Il partagea avec nous une anecdote personnelle pour illustrer son avertissement. Il nous raconta comment, un jour, il fut trahi par un authentique fils duala, un homme respecté et bien établi, à qui il avait imprudemment révélé un projet. Cet homme, sans la moindre honte, lui vola l'idée et l'exécuta à sa place. Par respect et discrétion, Mikoutou préféra taire le nom de ce traître.
Ce récit de Mikoutou n'était pas seulement une mise en garde, mais aussi une leçon sur la prudence et la confiance.
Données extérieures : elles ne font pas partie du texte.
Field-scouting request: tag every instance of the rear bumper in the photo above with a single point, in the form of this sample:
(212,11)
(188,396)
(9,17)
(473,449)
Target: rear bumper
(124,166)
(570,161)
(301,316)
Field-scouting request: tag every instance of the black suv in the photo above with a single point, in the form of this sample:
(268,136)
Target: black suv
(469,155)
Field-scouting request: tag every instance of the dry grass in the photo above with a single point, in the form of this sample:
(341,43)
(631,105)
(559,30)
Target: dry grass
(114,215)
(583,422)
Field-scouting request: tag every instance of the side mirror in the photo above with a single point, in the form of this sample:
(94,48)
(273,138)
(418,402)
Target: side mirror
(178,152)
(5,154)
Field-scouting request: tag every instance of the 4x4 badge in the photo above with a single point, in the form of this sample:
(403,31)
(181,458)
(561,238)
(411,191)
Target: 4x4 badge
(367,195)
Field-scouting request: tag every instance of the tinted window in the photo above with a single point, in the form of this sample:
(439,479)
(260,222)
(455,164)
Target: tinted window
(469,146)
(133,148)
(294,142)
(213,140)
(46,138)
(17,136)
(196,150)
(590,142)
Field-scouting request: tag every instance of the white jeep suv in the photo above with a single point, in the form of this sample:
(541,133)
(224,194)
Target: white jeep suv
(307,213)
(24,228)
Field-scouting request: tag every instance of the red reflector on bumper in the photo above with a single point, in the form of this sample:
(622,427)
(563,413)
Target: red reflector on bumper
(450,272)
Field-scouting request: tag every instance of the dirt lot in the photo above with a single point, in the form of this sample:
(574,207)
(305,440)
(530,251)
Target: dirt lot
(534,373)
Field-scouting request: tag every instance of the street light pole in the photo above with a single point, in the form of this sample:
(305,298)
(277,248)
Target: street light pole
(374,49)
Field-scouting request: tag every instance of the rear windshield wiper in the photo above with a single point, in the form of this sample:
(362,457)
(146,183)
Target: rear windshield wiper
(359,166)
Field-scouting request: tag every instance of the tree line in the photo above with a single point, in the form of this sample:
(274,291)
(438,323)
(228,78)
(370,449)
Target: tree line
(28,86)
À travers son expérience, il nous rappelait que, bien que Jean Matèkè soit décédé, son esprit et ses leçons de vie continuaient de vivre en nous.
Jean Matèkè est peut-être parti, mais son héritage perdure à travers les vies et les histoires de ses enfants, comme celle de Dauphin Tailleur, qui nous rappellent l'importance de la vigilance et de l'intégrité dans ce monde en perpétuelle évolution.